Hernach erklärt MdB Konstantin Kulhle, u.a. stellvertretender Fraktionsvorsitzender der FDP-Fraktion, warum es zum Bruch der Regierungskoalition kam. Die Ursache lag nach Kuhle an unüberbrückbaren Gegensätzen in der Wirtschaftspolitik. Hier gingen die Meinungen einen pro-marktwirtschaftlichen Sicht der FDP mit der einer staatlich-dirigistischen Haltung von Rot-Grün einfach nicht zusammen. „Wir haben erlebt, dass es seitens der anderen Koalitionspartner kein Zeichen gab, auch nur irgendetwas für die Wirtschaft zu tun.", so Kuhle. „In der gegenwärtigen schwierigen Situation aber brauche es Entscheidungen." Konstantin Kuhle nennt hier beispielhaft die Abschaffung des Lieferkettengesetzes und die Einführung steuerfreier Überstunden. „Grüne und SPD haben um den Arbeitsmarkt quasi einen Schutzwall hochgezogen,Veränderungen im Bereich der Arbeitsmarktpolitik waren tabu.", so das Urteil des Niedersachsen. Kuhle aber spricht sich wie Thomae für eine Wirtschaftspolitik aus, die gerade in der gegenwärtigen Situation den Mittelstand und Unternehmen entlastet. „Deutschland braucht Reformen, die man wirklich spürt.", so bringt es der stellvertretende Fraktionsvorsitzende auf den Punkt. Was Kuhle, aber die FDP grundsätzlich verärgert habe, war aus Sicht Kuhles, dass Einlassungen oder Kritik der Freidemokraten am Kurs der Ampel stets moralisch und selten sachlich beantwortet wurden. Auf Christian Lindners Weigerung hin, für die geplante Kindergrundsicherung 2.000 neue Stellen zu schaffen, sei lediglich mit moralischer Entrüstung reagiert worden. Kuhles Ansichten zur Wirtschaftspolitik wurden am Abend auch durch den Wirt des Gasthof Hirsch bestätigt. Der wünschte sich von der Politik mehr Bemühungen bei der Lösung des Fachkräftemangels, aber weniger Einmischung bei der Frage, wann welcher Mitarbeiter wie lange arbeiten dürfe. „Bitte weniger Bürokratie und Gängelung durch den Staat.", so der Wunsch des Hirsch-Wirten.

Einwanderungspolitik

Kuhle betonte, betonte, dass er explizit in Zusammenarbeit mit Stephan Thomae an einem Fachkräfteeinwanderungsgesetz mitgewirkt habe, dass die reguläre Immigration in den deutschen Arbeitsmarkt erleichtert. Bestätigt wurde Kuhles Aussage durch eine anwesende Pflegefachkraft aus Afrika, die am Abend zugleich in die FDP eintrat. Einer irregulären, ungesteuerten Einwanderung aber gelte es Einhalt zu gebieten, so unisono Kuhle und Thomae. Wer in Deutschland Asyl beantragt und dann kurz darauf im Heimatland Urlaub macht, der hat sein Recht auf Asyl verwirkt.", so die beiden FDP-Politiker.

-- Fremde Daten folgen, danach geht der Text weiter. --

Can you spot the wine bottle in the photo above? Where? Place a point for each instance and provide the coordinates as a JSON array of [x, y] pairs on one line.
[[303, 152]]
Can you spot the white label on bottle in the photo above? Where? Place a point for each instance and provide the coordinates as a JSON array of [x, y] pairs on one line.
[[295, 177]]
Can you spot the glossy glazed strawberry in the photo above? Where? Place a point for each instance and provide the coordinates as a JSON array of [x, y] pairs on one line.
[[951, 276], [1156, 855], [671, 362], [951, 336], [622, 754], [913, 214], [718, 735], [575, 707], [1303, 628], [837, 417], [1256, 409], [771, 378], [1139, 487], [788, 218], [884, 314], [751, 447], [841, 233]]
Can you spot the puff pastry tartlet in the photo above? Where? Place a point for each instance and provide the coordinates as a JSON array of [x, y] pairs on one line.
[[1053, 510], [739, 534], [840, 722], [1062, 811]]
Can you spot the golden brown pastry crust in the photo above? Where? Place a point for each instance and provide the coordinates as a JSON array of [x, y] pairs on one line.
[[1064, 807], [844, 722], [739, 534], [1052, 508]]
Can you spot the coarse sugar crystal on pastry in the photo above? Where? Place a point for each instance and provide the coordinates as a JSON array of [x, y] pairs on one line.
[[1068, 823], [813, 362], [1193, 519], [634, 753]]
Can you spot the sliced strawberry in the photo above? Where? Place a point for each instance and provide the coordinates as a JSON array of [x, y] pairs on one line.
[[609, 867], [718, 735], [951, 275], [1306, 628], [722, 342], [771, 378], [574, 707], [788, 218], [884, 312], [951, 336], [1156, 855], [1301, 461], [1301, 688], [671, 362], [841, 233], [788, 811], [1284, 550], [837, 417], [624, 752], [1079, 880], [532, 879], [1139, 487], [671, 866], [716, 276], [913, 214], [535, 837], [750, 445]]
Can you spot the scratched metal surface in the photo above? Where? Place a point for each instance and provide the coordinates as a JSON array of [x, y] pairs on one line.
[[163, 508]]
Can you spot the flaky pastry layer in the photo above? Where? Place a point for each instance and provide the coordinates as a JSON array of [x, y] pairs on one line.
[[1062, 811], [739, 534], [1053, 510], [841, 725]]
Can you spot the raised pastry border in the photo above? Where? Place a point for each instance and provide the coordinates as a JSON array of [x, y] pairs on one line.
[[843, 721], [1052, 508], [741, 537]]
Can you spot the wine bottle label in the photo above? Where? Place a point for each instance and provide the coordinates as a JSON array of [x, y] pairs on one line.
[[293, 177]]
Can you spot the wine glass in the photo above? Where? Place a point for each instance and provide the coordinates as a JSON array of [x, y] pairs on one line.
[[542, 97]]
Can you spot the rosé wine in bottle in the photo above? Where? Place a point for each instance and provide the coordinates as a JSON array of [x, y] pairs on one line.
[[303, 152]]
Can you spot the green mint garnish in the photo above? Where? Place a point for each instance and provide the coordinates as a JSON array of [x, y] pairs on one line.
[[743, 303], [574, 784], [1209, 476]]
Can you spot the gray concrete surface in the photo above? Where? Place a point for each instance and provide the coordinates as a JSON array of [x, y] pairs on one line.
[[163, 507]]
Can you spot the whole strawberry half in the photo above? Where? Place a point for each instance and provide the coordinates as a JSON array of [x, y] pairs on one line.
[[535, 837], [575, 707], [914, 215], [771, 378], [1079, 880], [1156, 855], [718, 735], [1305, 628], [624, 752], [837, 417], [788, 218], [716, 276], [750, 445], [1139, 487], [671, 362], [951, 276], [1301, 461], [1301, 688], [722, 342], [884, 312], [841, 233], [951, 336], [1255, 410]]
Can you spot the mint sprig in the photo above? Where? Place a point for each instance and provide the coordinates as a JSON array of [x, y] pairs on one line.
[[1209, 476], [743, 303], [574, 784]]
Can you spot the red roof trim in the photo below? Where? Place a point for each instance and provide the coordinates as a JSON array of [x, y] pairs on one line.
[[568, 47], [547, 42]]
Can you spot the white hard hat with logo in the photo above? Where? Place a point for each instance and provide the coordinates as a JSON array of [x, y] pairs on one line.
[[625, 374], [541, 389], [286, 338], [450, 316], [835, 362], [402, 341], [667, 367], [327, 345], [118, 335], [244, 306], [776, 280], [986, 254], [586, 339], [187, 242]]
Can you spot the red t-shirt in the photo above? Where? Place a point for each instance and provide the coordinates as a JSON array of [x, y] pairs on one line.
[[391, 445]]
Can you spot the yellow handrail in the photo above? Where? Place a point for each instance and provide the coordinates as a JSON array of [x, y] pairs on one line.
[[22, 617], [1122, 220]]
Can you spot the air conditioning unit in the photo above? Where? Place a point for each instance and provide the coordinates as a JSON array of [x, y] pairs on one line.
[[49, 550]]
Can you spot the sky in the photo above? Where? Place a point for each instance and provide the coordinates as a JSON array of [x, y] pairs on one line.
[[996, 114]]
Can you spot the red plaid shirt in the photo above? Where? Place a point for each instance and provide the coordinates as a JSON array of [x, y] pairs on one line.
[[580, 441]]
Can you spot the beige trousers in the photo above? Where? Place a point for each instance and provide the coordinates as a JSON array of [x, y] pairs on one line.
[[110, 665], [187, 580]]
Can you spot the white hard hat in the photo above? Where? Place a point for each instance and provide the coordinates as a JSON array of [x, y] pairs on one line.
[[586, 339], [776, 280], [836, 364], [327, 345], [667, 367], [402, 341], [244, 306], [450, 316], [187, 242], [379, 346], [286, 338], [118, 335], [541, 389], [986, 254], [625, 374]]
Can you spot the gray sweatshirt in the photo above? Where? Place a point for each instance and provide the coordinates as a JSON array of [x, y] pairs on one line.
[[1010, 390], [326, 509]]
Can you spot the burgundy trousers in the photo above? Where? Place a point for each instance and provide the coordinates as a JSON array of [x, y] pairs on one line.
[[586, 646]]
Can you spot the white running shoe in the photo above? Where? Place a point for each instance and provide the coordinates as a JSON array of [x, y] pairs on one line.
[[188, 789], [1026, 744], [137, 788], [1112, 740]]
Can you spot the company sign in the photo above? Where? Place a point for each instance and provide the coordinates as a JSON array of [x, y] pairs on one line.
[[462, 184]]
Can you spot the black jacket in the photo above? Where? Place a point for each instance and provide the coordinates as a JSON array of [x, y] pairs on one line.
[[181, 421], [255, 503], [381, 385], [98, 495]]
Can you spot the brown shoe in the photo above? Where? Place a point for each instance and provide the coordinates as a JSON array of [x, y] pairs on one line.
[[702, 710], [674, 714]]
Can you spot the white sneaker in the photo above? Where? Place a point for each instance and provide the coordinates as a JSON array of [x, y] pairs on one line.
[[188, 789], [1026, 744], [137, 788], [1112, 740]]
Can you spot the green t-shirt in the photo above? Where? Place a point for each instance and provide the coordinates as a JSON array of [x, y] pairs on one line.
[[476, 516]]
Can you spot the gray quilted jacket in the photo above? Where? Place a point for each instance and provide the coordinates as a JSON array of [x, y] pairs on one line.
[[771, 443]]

Westbindung, Klimaschutz und Aktienrente

Weitere Themen am Abend waren u.a. die Westbindung Deutschlands an USA, EU und NATO. „Wir sollten den liberalen Demokratien die Treue halten, im Bereich der Verteidigungsbereitschaft ein neues Mindset entwickeln und den Spaltungsversuchen aus Moskau und Peking widerstehen.", so Konstantin Kuhle. Im Bereich der Klimapolitik setzen Kuhle und Thomae auf einen globalen und europäischen Ansatz, eine lediglich national angelegte Strategie funktioniere an dieser Stelle nicht. Bei der Rente ginge es darum, zeitnah eine zusätzliche Säule der Altersvorsorge, vulgo die Aktienrente, zu etablieren. „Die größte Einzelausgabe im Bundestag sind die jährlichen Zuschüsse von 1 Mrd. Euro in die Rentenkasse.", konstatiert Kuhle. Nach den Ausführungen Kuhles wurden die rund 120 Gäste eingeladen, Fragen an die beiden FDP-Bundestagsabgeordneten zu stellen, wovon viele im Saal rege Gebrauch machten.

Politische Kultur

Im Anschluss zur Veranstaltung äußerte sich MdB Stephan Thomae auch zu den in letzter Zeit häufiger auftretenden Strafanzeigen, die Politiker z.T. untereinander, aber auch gegen Bürger erstatten, die Politiker beleidigen. Hier nimmt Thomae die Position ein, das Recht des Politikers zu stärken, sich gegen überzogene Verbalinjurien und Bedrohungen zu schützen. „Wir müssen als Politiker sicherlich hier und da ein dickeres Fell haben, aber ebenso haben wir das Recht, wie jeder andere Bürger, uns gegen ehrverletzende Beleidigungen juristisch zu wehren und damit auch ein Zeichen zu setzen, den öffentlichen Diskurs von persönlichen Beleidigungen frei zu halten."